Robert Crofut Artist at the Broadmoor Galleries
Robert (Bob) Crofut is active/lives in Massachusetts. Robert Crofut is known for illustrator, genre, portrait and Indian subject painting.
Bob Crofut was born and raised in the picture postcard New England town of Ridgefield, Connecticut where his family has lived for generations. Crofut, a 1974 fine arts graduate of Tufts University in Boston, describes his painting style as “soft focus realism.” Techniques he has developed to give images a half real, half remembered quality – almost dreamlike – have been the focus of articles in The Artist’s Magazine and other publications. Crofut also studied for four years at the Boston Museum of Fine Arts.
Before ever touching brush to canvas, Crofut goes through a process of meticulous research. He has been recognized for his exhaustive research and a unique ability to evoke the emotional atmosphere of the past, Crofut has appeared in such magazines as National Geographic, Time, Smithsonian, Reader’s Digest, American Heritage, and Yankee. Crofut describes his paintings as artistic time capsules transporting the viewer to a congenial, unhurried era far from the distractions of modern life: “When someone looks at my work, I want it to release him from the present and allow him to reminisce for a moment before returning to his daily activities refreshed and uplifted.”

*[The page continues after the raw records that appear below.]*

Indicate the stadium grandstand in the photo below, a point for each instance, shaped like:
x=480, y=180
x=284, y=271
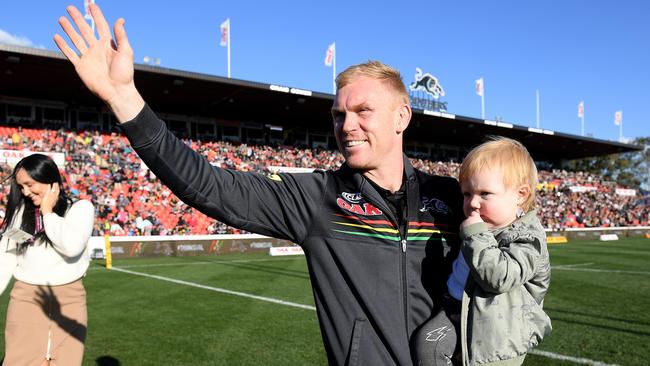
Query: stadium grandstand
x=252, y=126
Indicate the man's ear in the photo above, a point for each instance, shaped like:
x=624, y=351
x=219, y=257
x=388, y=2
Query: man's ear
x=404, y=114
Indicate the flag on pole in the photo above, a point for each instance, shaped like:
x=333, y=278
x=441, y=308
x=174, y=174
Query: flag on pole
x=581, y=109
x=225, y=32
x=87, y=4
x=618, y=118
x=330, y=54
x=479, y=87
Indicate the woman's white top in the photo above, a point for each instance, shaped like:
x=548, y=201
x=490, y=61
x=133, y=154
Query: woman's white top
x=65, y=261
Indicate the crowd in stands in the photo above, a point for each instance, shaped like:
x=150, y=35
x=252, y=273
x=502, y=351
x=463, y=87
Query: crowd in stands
x=130, y=200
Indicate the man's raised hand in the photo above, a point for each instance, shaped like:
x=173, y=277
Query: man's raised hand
x=104, y=65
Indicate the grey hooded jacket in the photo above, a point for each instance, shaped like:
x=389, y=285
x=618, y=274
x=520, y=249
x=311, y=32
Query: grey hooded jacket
x=502, y=314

Crofut also described a spiritual message that he tries to convey through his art – one of hope.
“I believe that we are not alone, that there is a positive force helping us,” Crofut said. “What makes a person willing to go through difficulties and struggles? Hopes and dreams. All of the best paintings I’ve ever seen have that optimism and so I try to convey it in my own work.”

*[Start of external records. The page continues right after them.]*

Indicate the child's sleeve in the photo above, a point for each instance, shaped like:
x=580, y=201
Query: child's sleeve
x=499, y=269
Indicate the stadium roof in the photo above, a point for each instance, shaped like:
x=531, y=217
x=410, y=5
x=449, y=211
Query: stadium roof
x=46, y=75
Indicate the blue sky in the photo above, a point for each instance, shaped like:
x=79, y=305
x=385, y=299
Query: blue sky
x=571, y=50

Crofut admits to having been influenced by both N.C. and Andrew Wyeth, his son, as well as by the illustration work of Norman Rockwell. “I’m in love with America and how we’ve evolved,” Crofut said. “We are the greatest experiment on earth – One that has resulted in unprecedented invention, prosperity and free time. I want to paint it all – from pioneer and farm life, to the rise of the automobile and the airplane, to the invention of baseball.”